# tendonitis



## Forced (Mar 19, 2012)

hey guys... soooo... I had alot of skimming to do lately... long story short... I have fng blown out my elbow... I cant even lift a beer to my mouth... symptoms started two days ago... but had to finish trowling out this job, finished today... and one inbetween.. I was having to hold my trowel 'unconventionally' all day to get this job done... but now I'm hooped... Im literally 'yelping' from the pain with every movement.
Went for acupuncture right after work today... she says... 'wow, so swollen!'... ugh..
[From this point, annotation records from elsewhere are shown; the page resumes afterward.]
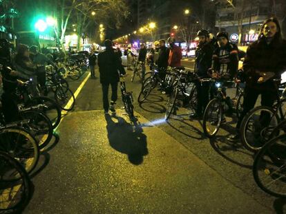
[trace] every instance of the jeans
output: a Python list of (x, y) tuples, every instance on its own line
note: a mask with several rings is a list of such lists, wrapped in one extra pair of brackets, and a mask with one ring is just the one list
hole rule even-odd
[(102, 83), (102, 100), (104, 111), (108, 111), (108, 89), (109, 85), (111, 85), (111, 103), (115, 103), (117, 100), (117, 87), (118, 83)]
[(90, 69), (90, 76), (91, 76), (91, 77), (95, 77), (95, 65), (90, 65), (89, 67)]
any advice on what to do for my arm?


----------



## moore (Dec 2, 2010)

This helps my hand. You could use some Naproxen tablets to get the swelling down..Ibeprofen [spelled wrong] is your best friend!!!!!!!:yes:


----------



## PrecisionTaping (Feb 2, 2012)

TIGER BALM!!!








Be careful how much you put on though!! That Sh!t will burn the hell out of you!
One time, after jogging, my leg muscles were super sore, so I rubbed some on the inside of my thighs but accidently got some on my nuts :blink:
That was brutal!!! :laughing: Never again!!
But it works!!! I swear by it! Just be careful...you've been warned. :jester:


----------



## carpentaper (Feb 28, 2009)

that really sucks. i have a chronic injury that gets affected when i have to do alot of skimming. the tendon in my thumb is permanently injured. the screwgun is the worst offender. and that is almost always followed by lots of troweling. variety is the only thing that helps me not hurt. the more different things i do the less i hurt.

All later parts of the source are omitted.